He reached up, webbed fingers hooking the rail as he left the water almost silently. The building's lights glittered in the dark, the slender shape of a shaman briefly visible as it moved across the window, laying the last of the wards. The more mundane protections were his to easily breach in their holy quest, and would be no challenge.
The upstarts thought they could subvert nature. He was here to correct them: break in, break the works and leave a message that none could mistake. The subjects could be taken, held until their true natures showed and their humanity was a distant, unmourned, memory. They may protest, but their transformation was inevitable. They were born to it and would come to love the deep as they were meant to, no matter what they may think they wanted.
His claws cut the wires and the door locks failed. Scaled feet moved with scarce a whisper on the tiled floor. It was too white in here, too bright and clean and the air was too dry. Finish this fast. The others would be getting into position to subdue the subjects for retrieval and correction.
The power died, and the lights. The walls reflected the faint luminescence of his skin, eyes adapted to dark water piercing the gloom easily. A claw sliced through the bolt holding the side door closed and it opened without a creak.
The outer gods smiled on his quest. The chief researcher was in the lab, alone. The chief and leader in this blasphemous attempt to remove the immortal deep from their merely human DNA, as if some pathetic retrovirus could remove the Old Ones' blessing. A perfect opportunity to send a message that would be remembered, that would ensure anyone who dreamed of the deep would be too afraid to reject the call, and any who might consider interfering would know the agonising cost. He crouched, stalked the human as the scientist crouched over the microscope, too engrossed to notice the lights had gone out. And those misguided fools they called subjects wanted to stay part of this ridiculous weak species. No matter; whatever bilge those weak traitors from Y'hnathlei spouted, about choice and free will, it just showed they were too weak to accept their birthright. None regretted joining their new family once the change was complete, few even remembered the mortals they had sprung from.
He was almost upon the man when the crash sounded from below. Those fools had snatched the subjects too early. The scientist stood, turned impossibly fast, as blue eyes widened. He reared up, letting the blasphemer see his claws, awaiting the flinch, the pleas for mercy that he would leave ungranted. Casually he swept a hand across the bench, knocking the equipment to the floor.
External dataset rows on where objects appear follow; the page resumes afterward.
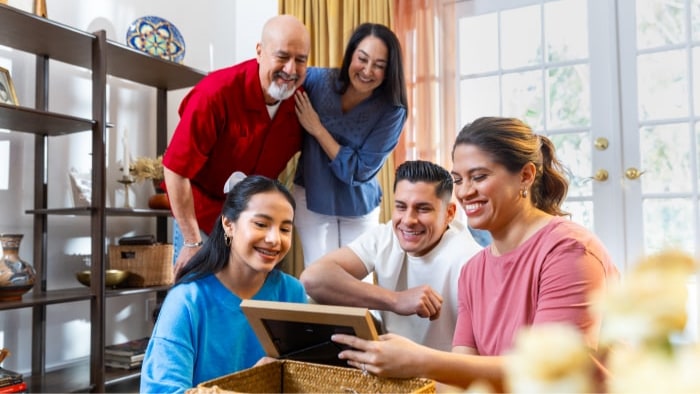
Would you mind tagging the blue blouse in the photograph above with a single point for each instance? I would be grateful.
(201, 333)
(367, 134)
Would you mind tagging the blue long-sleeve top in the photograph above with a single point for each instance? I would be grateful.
(367, 134)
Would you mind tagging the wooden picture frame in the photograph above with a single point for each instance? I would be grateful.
(7, 88)
(302, 332)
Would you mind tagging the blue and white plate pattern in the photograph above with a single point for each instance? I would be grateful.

There was a pain in his chest. He looked down contemptuously. As if a human's punch could hurt him. The scientist's arm was-
-was buried in his chest to the elbow. As the pain grew worse he lashed out, claws skating through curly hair, shattering as if he had hit a wall. The limb shifted, lifting him from his feet as spikes formed inside his chest. He scales began to flow like water, dissolving into the black tendrils that struck into him. His last sight was blue eyes and a truly sadistic smile as the being devouring him looked towards the cells.
The scientist looked around the lab, at the damage done, and scowled. A cellphone surfaced from his human hand, tentacles helpfully dialling the number as he stalked fluidly towards the only steps to the volunteers' quarters.
"Hi sis. Yeah, I'm going to be late." He paused, listened to the noises from below and smirked. "Don't worry. I'll be having fish."